McGrath picked up the snapshot again and looked at it. “I gotta tell you, my wife sure don’t look nothing like that.”

“Each of us wanted the opposite to what we had. She wanted security, respectability, a settled life. Her previous relationships had been with drug addicts, criminals. Though the fact that I am the only offspring of wealthy parents didn’t hurt. Me, I was enjoying discovering — shall we say — a more sensual side of my nature...”

“Sounds perfect.”

“Oh, it was. For a while. Until after we were married. She tried, I’ll give her that. Tried to learn, to expand her interests. She gave up drink, drugs. Took care of me. But she was limited. So limited. The more she tried to learn, well, the more those limitations came to the fore. At first it was irritating. Then it was enraging...”

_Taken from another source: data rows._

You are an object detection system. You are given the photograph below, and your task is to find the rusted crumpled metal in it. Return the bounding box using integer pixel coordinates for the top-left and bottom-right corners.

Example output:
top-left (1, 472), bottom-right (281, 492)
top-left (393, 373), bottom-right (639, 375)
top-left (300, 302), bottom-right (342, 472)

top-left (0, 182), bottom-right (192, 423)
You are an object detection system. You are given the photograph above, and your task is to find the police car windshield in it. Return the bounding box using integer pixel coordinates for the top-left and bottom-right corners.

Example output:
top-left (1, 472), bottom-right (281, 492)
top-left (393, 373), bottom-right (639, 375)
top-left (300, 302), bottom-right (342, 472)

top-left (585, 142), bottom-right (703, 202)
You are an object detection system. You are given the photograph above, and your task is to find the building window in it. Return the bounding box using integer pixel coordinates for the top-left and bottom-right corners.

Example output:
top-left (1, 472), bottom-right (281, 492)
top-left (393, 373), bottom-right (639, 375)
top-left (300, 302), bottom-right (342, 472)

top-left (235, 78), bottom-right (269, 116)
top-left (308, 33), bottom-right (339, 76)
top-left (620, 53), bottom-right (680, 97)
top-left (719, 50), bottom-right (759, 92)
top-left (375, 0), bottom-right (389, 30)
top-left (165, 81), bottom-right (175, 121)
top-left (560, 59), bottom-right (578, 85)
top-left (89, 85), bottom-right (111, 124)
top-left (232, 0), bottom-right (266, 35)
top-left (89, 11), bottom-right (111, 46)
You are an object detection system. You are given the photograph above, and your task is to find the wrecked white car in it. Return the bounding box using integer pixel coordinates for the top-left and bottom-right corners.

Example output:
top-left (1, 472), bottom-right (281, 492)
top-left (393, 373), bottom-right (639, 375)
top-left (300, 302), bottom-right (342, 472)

“Hey, I can sympathize...”

“I doubt it. Time passed and I got so I could hardly stand to see her. She grated on me, like nails scraping a blackboard. And she used the word totally all the time. It was totally delicious, she was totally tired, the gas station attendant was totally creepy. Totally totally totally... I tried to tell her the effect she was having and she tried to stop. She did. But it was ingrained. One night I’d gone to my den to escape her constant jabbering. I was working on my samples. Did I tell you I’m an amateur geologist? Anyway, in she came and she started. I was totally insensitive to her needs. She was totally committed to our relationship. This had totally gone far enough. Totally totally totally. After I told her! So I picked up my sample hammer, swung it at her head.